Most modern scholars agree:
- Jesus was likely born between 4 BC and 6 BC
- Which means… BC and AD are out of sync from the start
So not only is there no Year Zero…
The event the calendar’s built on didn’t even land in the right year.
Let’s try this:
If someone was born in 1 BC and lived until AD 1, how old were they?
Answer: 2 years.
Not 1. Not 0.
Because there’s no zero to bridge them.
That’s not just a math glitch.
That’s a conceptual rift.
Zero isn’t just a number.
Zero is space.
Zero is rest.
Zero is the gap that lets meaning arise.
To build a sacred timeline without zero?
That’s like writing music with no silence between notes.
Before this system, time wasn’t linear.
It was cyclical, seasonal, and sacred.
Cultures tracked:
- Equinoxes
- Harvest cycles
- Star alignments
- Solstices
- Animal migrations
No one needed a “year one.”
They needed alignment, not measurement.
The Year Zero?
It wasn’t forgotten.
It was never necessary—until someone tried to own time.
Without a zero:
- Time has no true beginning
- History becomes performance with no origin point
- Sacred events are unanchored
Which is convenient if you’re:
- A religious institution rewriting chronology
- An empire inventing its own myth
- A civilization trying to erase its own reset
Because without a real zero?
You never have to admit what came before.
Trick question.
There is no single answer.
Depending on who you ask:
- The Big Bang – 13.8 billion years ago
- The Mayan Long Count – began in 3114 BC
- The Hebrew Calendar – starts at 3761 BC
- The Islamic Calendar – begins in 622 AD
- The Chinese Calendar – cycles over 60-year intervals
- The Sumerians – tracked hundreds of thousands of years
- And you?
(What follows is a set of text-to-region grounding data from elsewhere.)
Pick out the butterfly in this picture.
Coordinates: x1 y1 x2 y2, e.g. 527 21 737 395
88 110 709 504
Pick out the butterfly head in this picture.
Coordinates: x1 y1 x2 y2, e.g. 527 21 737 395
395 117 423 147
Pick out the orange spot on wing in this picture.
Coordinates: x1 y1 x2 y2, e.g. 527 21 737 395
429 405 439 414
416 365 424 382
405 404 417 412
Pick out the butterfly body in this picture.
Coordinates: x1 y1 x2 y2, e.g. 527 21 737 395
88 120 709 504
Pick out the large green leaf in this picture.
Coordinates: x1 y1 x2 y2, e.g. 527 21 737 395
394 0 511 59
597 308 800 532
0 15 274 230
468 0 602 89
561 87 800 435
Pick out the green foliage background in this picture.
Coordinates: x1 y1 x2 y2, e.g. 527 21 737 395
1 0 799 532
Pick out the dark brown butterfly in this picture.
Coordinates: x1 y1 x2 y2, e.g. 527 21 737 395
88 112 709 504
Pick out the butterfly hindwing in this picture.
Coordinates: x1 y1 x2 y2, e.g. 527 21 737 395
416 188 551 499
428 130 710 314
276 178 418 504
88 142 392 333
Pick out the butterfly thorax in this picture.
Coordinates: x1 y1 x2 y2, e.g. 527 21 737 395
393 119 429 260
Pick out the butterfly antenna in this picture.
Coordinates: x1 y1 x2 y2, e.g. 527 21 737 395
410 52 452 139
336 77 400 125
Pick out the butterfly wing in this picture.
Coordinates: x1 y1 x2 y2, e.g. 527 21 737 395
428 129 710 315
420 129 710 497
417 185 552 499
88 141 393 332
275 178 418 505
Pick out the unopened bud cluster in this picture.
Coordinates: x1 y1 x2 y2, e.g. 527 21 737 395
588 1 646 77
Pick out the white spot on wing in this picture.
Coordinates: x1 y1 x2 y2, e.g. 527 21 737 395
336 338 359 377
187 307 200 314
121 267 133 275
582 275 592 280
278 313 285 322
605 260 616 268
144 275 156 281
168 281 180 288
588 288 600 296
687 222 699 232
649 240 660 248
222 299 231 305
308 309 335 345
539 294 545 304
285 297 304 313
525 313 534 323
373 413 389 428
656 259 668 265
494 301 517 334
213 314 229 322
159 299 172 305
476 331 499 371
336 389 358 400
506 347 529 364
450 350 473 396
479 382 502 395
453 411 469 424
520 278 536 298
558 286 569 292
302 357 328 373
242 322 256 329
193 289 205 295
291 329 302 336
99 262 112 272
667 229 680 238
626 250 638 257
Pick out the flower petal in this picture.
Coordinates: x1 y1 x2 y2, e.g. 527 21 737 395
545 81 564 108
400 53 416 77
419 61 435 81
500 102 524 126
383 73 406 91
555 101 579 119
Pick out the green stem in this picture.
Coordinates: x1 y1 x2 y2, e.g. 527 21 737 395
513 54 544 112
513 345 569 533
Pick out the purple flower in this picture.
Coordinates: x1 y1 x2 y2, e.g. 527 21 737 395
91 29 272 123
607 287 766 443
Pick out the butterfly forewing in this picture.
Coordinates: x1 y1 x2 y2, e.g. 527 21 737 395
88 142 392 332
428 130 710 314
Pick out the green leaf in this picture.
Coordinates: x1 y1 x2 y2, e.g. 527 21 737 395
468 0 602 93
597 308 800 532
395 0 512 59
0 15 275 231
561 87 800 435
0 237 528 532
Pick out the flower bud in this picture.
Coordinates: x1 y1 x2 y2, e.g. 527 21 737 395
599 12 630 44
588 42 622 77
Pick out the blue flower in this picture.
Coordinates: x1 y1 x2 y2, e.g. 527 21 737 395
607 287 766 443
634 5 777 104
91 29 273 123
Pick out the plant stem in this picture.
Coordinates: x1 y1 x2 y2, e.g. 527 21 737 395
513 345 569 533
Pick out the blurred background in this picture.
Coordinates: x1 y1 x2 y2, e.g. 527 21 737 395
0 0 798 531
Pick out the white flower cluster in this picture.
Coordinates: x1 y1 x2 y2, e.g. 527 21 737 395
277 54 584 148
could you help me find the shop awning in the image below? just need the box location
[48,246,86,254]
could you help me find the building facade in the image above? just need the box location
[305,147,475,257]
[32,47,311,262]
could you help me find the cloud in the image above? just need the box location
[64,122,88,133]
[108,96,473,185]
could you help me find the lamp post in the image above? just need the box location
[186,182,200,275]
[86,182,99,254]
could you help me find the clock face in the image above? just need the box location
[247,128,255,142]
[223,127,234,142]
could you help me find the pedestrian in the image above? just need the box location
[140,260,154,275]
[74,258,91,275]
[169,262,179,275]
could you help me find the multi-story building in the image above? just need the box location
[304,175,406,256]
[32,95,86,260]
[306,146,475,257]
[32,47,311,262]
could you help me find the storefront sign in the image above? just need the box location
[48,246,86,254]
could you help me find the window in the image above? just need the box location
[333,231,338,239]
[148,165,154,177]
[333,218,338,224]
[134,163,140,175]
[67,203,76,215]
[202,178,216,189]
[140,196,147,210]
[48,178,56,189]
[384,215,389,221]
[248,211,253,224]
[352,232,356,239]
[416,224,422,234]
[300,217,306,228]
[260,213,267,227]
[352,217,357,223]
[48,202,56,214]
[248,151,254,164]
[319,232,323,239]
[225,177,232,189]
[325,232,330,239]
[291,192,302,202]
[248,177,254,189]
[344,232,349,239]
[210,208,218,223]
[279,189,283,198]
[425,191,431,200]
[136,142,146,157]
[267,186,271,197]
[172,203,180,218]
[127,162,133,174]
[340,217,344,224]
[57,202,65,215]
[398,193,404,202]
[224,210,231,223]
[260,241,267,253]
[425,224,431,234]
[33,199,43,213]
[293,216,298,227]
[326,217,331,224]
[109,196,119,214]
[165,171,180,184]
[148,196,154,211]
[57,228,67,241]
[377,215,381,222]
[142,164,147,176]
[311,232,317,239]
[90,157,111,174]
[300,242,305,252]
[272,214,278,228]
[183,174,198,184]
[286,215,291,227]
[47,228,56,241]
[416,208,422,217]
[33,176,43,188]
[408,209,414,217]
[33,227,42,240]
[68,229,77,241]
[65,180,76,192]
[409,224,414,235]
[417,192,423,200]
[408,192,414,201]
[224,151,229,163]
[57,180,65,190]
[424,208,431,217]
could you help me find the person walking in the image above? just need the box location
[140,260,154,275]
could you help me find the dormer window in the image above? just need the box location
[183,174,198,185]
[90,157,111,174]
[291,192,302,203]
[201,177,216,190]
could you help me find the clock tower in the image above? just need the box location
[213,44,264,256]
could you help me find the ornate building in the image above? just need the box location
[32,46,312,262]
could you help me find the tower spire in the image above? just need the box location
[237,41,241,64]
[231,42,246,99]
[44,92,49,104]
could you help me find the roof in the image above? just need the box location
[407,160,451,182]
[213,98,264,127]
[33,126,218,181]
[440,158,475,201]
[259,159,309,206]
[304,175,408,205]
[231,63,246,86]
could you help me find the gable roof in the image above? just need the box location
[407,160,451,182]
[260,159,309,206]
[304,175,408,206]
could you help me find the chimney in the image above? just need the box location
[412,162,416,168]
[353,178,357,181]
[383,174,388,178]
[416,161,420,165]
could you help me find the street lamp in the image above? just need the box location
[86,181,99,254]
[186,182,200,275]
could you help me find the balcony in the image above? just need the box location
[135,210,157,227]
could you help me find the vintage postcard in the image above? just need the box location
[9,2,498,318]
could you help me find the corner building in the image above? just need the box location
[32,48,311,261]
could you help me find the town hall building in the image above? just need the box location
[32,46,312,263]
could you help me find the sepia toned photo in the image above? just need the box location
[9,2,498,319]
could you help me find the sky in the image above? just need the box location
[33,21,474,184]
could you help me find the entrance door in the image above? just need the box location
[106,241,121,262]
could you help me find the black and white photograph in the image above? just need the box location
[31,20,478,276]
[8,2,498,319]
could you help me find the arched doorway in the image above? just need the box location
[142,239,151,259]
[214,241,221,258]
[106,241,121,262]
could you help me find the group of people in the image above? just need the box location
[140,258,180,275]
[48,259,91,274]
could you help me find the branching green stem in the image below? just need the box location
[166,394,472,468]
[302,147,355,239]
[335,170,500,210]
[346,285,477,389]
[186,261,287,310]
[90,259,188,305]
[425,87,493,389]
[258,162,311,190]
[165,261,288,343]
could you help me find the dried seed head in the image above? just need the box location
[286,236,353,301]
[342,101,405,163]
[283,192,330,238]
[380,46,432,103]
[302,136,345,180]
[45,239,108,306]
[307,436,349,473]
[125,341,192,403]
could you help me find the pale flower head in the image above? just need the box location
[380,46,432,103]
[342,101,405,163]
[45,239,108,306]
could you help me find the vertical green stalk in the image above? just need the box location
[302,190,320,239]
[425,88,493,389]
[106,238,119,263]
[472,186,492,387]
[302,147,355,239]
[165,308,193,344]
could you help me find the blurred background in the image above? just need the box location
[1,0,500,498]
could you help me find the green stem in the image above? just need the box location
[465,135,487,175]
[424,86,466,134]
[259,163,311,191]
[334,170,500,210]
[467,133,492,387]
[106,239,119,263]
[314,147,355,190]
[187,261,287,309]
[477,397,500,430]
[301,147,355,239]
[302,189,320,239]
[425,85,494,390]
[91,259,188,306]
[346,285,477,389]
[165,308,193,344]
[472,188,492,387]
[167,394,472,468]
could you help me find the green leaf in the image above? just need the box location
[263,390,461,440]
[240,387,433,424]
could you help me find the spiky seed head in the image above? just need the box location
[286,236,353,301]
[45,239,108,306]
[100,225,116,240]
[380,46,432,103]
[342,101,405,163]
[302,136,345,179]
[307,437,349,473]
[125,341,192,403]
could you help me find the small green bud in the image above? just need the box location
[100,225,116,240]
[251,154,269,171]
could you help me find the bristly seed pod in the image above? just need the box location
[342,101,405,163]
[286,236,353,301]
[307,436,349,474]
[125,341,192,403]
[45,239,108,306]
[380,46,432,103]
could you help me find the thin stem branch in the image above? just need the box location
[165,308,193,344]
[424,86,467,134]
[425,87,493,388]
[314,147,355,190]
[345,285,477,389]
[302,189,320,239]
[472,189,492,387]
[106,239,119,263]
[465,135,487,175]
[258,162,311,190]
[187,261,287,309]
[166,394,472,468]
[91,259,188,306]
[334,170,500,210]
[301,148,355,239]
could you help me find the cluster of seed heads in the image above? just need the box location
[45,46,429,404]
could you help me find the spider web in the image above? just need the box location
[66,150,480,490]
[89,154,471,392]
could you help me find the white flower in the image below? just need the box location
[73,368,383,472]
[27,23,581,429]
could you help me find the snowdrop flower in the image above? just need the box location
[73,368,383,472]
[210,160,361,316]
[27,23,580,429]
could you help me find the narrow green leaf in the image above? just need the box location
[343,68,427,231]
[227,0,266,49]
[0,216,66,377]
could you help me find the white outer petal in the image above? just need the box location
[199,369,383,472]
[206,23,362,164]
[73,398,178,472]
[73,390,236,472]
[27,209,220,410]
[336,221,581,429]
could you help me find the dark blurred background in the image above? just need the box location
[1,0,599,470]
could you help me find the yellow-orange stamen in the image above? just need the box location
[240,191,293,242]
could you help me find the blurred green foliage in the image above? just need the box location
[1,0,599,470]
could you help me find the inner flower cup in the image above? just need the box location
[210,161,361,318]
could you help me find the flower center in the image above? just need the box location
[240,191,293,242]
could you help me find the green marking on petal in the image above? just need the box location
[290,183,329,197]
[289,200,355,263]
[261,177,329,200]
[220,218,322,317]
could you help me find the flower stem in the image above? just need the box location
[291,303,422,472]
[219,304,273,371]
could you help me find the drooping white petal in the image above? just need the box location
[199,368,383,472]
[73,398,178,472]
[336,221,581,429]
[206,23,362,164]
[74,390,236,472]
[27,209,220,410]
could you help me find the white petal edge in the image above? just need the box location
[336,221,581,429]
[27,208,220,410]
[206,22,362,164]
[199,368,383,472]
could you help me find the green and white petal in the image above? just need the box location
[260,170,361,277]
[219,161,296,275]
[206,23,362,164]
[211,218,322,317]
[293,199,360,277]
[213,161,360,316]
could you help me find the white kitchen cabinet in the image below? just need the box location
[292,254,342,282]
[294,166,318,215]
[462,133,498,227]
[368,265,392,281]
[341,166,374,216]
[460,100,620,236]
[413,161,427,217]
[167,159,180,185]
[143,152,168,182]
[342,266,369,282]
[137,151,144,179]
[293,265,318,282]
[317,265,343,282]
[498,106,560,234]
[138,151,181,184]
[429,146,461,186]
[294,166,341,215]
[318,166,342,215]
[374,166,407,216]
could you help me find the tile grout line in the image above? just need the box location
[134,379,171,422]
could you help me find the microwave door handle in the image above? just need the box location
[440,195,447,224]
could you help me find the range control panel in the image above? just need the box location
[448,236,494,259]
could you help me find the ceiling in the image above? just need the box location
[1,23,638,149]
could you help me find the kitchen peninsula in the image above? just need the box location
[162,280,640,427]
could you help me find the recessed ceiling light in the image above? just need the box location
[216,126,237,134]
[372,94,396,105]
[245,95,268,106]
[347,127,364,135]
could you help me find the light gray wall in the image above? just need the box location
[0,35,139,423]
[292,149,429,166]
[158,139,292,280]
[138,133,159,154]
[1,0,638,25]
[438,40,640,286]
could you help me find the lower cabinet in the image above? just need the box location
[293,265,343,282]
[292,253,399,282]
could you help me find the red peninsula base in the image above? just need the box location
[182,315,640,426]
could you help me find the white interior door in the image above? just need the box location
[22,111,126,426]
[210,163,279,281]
You may feel like your time began last week. Or never.
What does that tell you?
Time is not fixed.
It’s framed.
And whoever controls the frame?
Controls the story.
The lack of a Year Zero isn’t just an oversight.
It’s a structural tell.
A reveal that our concept of time was manufactured late, by men in robes, using guesses and intentions, to support stories that serve systems—not truth.
So the next time someone tells you “that happened in 482,”
ask them—
According to who?
Because the script you’re following?
Started mid-scene.
The concept of zero originated in ancient India and was introduced to Europe over a thousand years after the AD system was created.
They started time without a zero, because they didn’t want you to remember what came before. But now that you’ve seen the gap, you know—history didn’t begin. It picked up where something else left off.